FTC: "The Kids App Ecosystem Needs To Wake Up..."
Today, the FTC released a report titled Mobile Apps for Kids: Current Privacy Disclosures Are Dis appointing. The FTC surveyed apps for children available in the Android Market and the Apple App store. The FTC found that apps can capture a bunch of information from a device and person, but there is a lack of information about data collection and usage available to parents prior to downloading the app. The FTC notes that its methodology for the survey did not include downloading or using any app. Instead, the FTC only looked to what information was available to the consumer via the app store or the developer’s web site prior to downloading the app.
"In most instances, staff was unable to determine from the information on the app store page or the developer's landing page whether an app collected any data, let alone the type of data collected, the purpose for such collection, and who . . . obtained access to such data."
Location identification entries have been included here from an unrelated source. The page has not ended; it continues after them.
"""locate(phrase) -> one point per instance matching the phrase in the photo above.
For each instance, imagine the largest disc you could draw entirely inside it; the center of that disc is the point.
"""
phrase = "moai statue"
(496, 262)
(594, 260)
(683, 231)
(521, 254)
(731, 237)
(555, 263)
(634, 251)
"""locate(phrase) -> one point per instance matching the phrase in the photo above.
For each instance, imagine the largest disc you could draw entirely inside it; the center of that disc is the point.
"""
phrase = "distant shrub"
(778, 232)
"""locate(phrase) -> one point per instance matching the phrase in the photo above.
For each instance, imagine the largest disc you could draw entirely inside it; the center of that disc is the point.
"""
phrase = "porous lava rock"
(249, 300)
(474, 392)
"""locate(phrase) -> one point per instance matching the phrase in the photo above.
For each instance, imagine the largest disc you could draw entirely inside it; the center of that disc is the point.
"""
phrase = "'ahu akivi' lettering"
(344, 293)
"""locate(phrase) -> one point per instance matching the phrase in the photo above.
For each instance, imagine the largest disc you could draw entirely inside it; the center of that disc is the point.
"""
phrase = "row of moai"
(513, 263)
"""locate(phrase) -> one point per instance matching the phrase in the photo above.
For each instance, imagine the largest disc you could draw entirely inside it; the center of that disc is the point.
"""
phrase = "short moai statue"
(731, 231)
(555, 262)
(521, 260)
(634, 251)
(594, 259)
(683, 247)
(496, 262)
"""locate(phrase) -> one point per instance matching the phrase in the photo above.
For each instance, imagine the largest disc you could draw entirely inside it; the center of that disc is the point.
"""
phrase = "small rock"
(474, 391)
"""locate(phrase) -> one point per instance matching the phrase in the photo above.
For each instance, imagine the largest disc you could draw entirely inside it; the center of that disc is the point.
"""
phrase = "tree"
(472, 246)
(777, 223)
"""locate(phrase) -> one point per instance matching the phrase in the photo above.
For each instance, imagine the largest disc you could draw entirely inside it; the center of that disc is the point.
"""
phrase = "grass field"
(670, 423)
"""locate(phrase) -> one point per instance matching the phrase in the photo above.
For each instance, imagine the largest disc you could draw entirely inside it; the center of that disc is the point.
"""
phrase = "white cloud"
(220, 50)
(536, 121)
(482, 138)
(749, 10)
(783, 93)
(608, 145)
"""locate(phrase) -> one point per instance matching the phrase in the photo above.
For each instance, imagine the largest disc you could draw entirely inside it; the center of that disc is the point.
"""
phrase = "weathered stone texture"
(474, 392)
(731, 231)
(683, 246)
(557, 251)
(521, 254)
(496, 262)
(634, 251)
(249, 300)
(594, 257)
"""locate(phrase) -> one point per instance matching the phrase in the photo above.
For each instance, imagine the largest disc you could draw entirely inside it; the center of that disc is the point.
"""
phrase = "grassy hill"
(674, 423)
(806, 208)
The report calls upon all members of the “kids app ecosystem” to play an active role in providing information to parents. App developers should describe their data practices to consumers using simple and short disclosures or icons. App stores should ensure that app developers have a way to make such disclosures (the FTC suggests that there should be some standardization created by the app store itself to allow for the disclosures). And third parties that collect user information through apps should disclose their privacy practices via a link on the app promotion page or within the app developer’s disclosures.
The FTC says that an app’s privacy disclosures should concentrate on:
• What information the app collects and why;
• How the information will be used;
• With whom the information will be shared;
• If the app integrates with a social network; and
• If the app allows targeted advertising to occur through the app.
The report also indicates that there should be a disclosure indicating if the app includes advertising (even if the advertising is not targeted based on the user’s information).
The FTC does note that the Android Marketplace requires a user to acknowledge certain potentially sensitive capabilities of an app via a permissions screen. However, the FTC says that the permissions screen is not good enough because it does not explain why an app has or needs the access, what the app does with that access or whether the app shares any information with third parties.
The FTC was careful to state that the survey and report did not focus on compliance with the Children’s Online Privacy Protection Act (COPPA). However, the report does conclude that most of the apps surveyed did appear to be “directed to children” within the meaning of COPPA. In fact, the report goes on to say that the staff will conduct an additional review over the next 6 months to determine if some mobile apps are violating COPPA and to evaluate if the app ecosystem is addressing the report released today. In addition, the FTC is going to host a workshop this year in connection with its updates to its “Dot Com Disclosure” guide and one of the topics will be mobile privacy disclosures.